Integrating gives $H=\eta^{1/2}$ we can then determine the nose position

\displaystyle 1=\int_{0}^{\eta_{N}}\eta^{1/2}\,\mathrm{d}\eta=\frac{2}{3}\eta_% {N}^{3/2}\quad\Rightarrow\quad\eta_{N}=\left(\frac{3}{2}\right)^{2/3}.

(10.84)

The similarity solution is then

\displaystyle h=\left(\frac{\nu A}{g\sin\theta t}\right)^{1/3}\left[\frac{x}{% \left(\frac{g\sin\theta A^{2}t}{\nu}\right)^{1/3}}\right]^{1/2}=\left(\frac{% \nu}{g\sin\theta}\right)^{1/2}\frac{x^{1/2}}{t^{1/2}},\quad X_{N}(t)=\left(% \frac{3}{2}\right)^{2/3}\left(\frac{g\sin\theta A^{2}t}{\nu}\right)^{1/3}.

(10.85)

We can see from the similarity solution that the thickness is finite at the front $h(X_{N},t)=h_{N}\neq 0$ . This is because we have neglected a term in the evolution equation which becomes important when you are near the front.
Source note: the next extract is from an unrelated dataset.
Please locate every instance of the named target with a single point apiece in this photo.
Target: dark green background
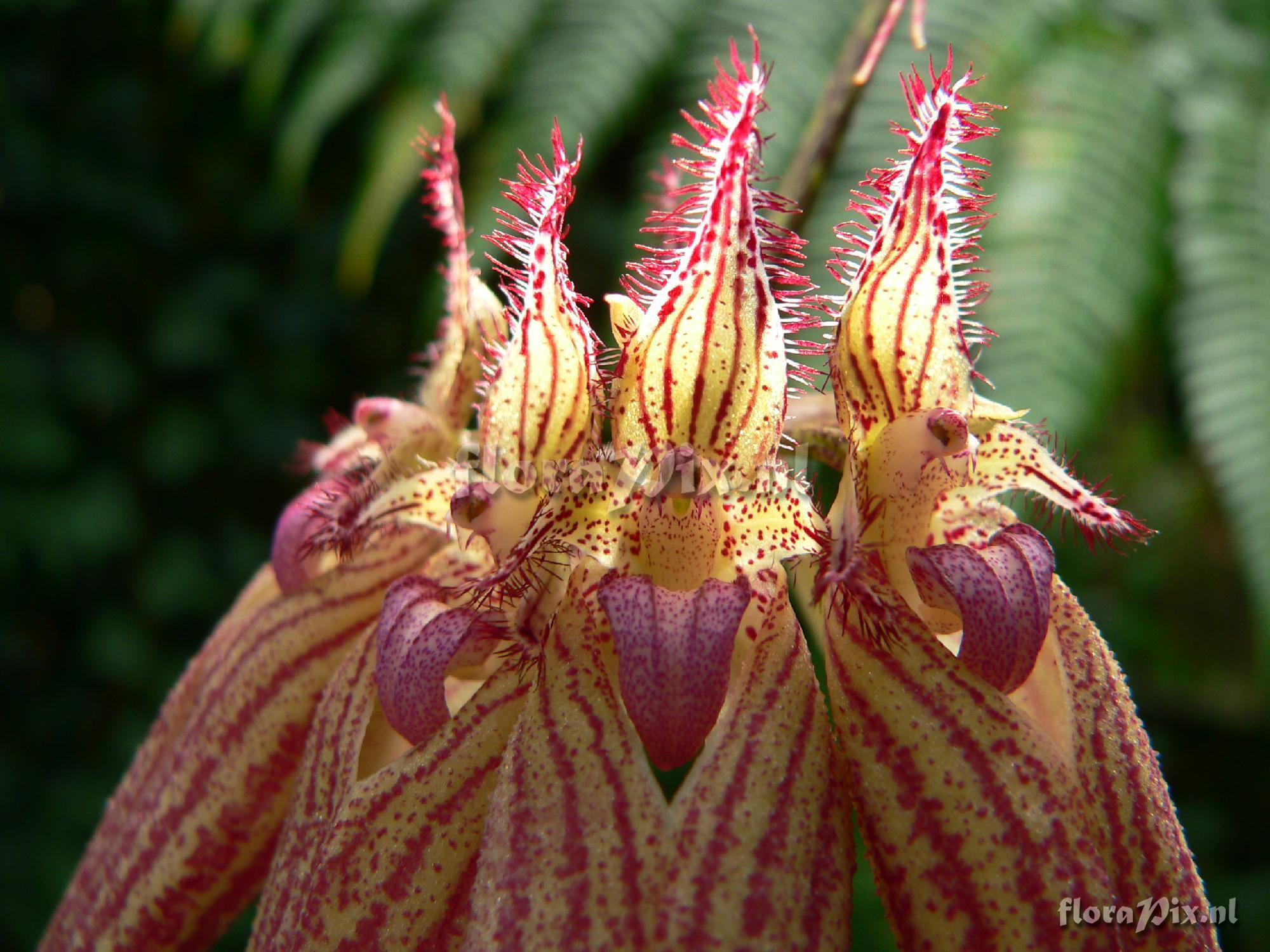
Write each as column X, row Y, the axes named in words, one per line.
column 192, row 272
To find the shape of the front (how this jump in the thickness is rounded off) we can substitute in $h=B(X_{N}-x)^{\beta}$ into the evolution equation. This gives two possible values for $\beta=1,\,1/3$ (assuming the neglected term is one of the scales). We know we need to match onto the finite thickness height so must have a cube-root singularity at the nose. This just says that at the nose, the first term on the LHS and the term on the RHS dominate. Alternatively, we could pose ansatz $h=h_{N}f(X_{N}-x)$ where $f$ has some unknown functional form to be determined and $h_{N}$ is the thickness at the front and solve for $f$ using the full equation.